On 11 March 2013 19:00, Greg Stark <stark@mit.edu> wrote:
> On Sun, Mar 10, 2013 at 10:01 PM, Tom Lane <tgl@sss.pgh.pa.us> wrote:
>> Another thing that would be easy to implement is to say that the new row
>> value is fully determined locally (including defaults if any) and remote
>> defaults have nothing to do with it. But I think that's almost
>> certainly a usability fail --- imagine that the remote has a
>> sequence-generated primary key, for instance. I think it's probably
>> necessary to permit remote insertion of defaults for that sort of table
>> definition to work conveniently.
>
> It feels a bit like unpredictable magic to have "DEFAULT" mean one
> thing and omitted columns mean something else.
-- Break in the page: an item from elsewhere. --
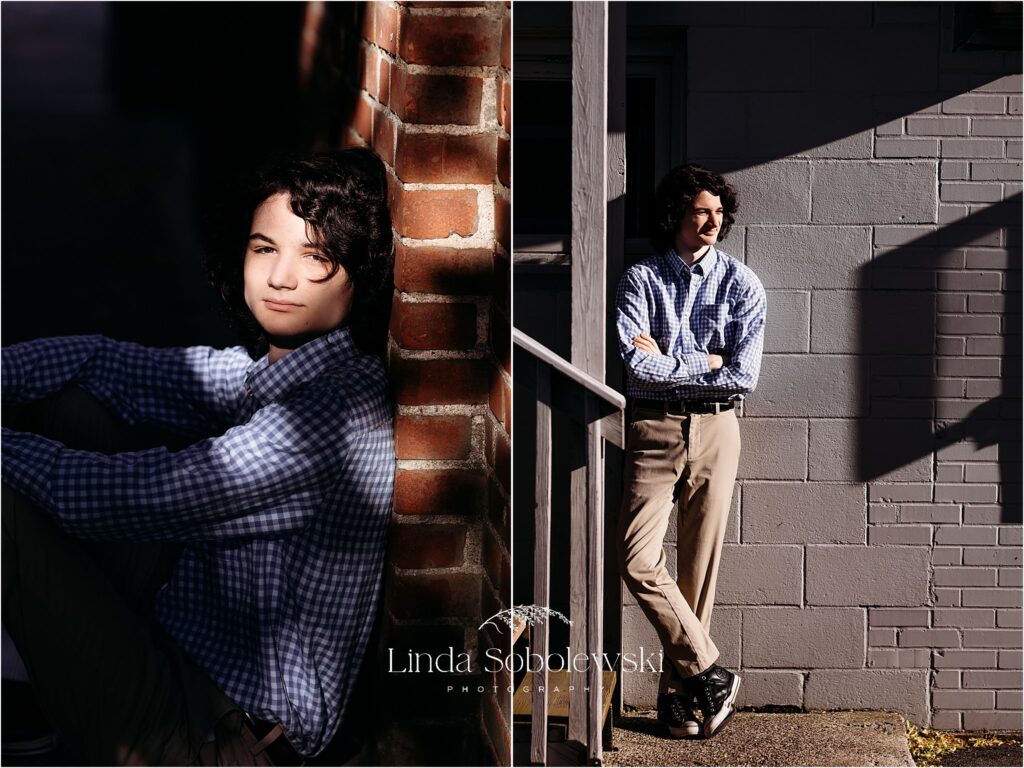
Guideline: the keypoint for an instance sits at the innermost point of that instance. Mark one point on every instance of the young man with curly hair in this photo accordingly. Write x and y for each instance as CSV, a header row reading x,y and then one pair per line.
x,y
690,324
211,602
Perhaps we should have
> an explicit LOCAL DEFAULT and REMOTE DEFAULT and then have DEFAULT and
> omitted columns both mean the same thing.
>
> This starts getting a bit weird if you start to ask what happens when
> the remote table is itself an FDW though....
We could have something like:
CREATE FOREIGN TABLE ...
... OPTION (default <locality>);
where <locality> is 'local' or 'remote'. But then this means it still
can't be specified in individual queries, or have a different locality
between columns on the same foreign table.